Dimock Stratton's lawyers have represented plaintiffs and defendants in patent infringement and impeachment actions covering a variety of everyday products, from french fries (Amfac Foods Ltd. v. Irving Pulp & Paper Ltd.) to ear plugs (Cabot Corp. v. 318602 Ontario Ltd.), gas fireplaces (CFM v. Wolf Steel) to dryer softener sheets (Procter & Gamble Inc. ats Unilever PLC).

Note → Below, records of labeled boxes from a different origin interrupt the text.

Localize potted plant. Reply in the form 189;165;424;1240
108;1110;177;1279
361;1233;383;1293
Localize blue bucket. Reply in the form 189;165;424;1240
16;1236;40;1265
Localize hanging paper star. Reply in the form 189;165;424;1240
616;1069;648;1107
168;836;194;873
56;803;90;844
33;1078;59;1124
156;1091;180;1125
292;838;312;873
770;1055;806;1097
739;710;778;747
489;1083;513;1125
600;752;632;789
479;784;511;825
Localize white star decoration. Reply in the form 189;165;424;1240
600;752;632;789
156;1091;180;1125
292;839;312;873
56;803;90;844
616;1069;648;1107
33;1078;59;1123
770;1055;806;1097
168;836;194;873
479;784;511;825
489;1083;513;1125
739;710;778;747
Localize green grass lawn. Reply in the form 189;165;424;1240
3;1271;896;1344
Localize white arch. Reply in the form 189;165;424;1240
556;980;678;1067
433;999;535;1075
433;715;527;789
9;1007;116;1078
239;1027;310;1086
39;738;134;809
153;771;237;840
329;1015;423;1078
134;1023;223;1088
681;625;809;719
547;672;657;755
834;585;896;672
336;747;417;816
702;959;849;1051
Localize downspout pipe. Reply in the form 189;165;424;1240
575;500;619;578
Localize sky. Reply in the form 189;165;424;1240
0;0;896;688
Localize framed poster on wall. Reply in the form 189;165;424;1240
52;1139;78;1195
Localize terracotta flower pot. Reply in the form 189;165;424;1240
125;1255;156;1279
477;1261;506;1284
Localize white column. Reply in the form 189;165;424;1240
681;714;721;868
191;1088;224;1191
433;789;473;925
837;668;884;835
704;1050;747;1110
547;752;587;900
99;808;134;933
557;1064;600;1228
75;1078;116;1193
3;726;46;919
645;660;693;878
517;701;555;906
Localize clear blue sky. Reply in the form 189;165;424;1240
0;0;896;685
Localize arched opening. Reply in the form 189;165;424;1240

The well-known Bounce® dryer sheets, pictured at left, were the subject of a patent dispute between Unilever and Procter & Gamble. Unilever brought an infringement action against P&G for its patent relating to an invention for softening damp clothing in a hot air mechanically agitated laundry dryer. Although the patent was found to be valid and infringed and damages in the form of "generous, but non-confiscatory" royalties were ordered, the Federal Court declined to award an injunction against P&G or order an accounting of P&G's profits. The Court found that Unilever had delayed too long in enforcing its patent, which was set to expire within a short period of time; in the meantime, P&G had enforced its own patent for dryer softener sheets against other infringers. The decision was upheld on appeal. The issue of what constituted "generous" royalties was never determined by a court, as assessment of damages was settled between the parties.
Amfac Foods Ltd. v. Irving Pulp & Paper Ltd. (1984), 80 C.P.R. (2d) 59 (F.C.T.D.); (1986) 11 C.P.R. (3d) 327 (F.C.A.)
Cabot Corp. v. 318602 Ontario Ltd. (Superior Safety) (1988), 20 C.P.R. (3d) 132 (F.C.T.D.)
CFM v. Wolf Steel (1993), 50 C.P.R. (3d) 215 (F.C.T.D.); (1995), 64 C.P.R. (3d) 75 (F.C.A.)
Unilever PLC v. Procter & Gamble Inc. (1993), 47 C.P.R. (3d) 479 (F.C.T.D.); (1995), 61 C.P.R. (3d) 499 (F.C.A.)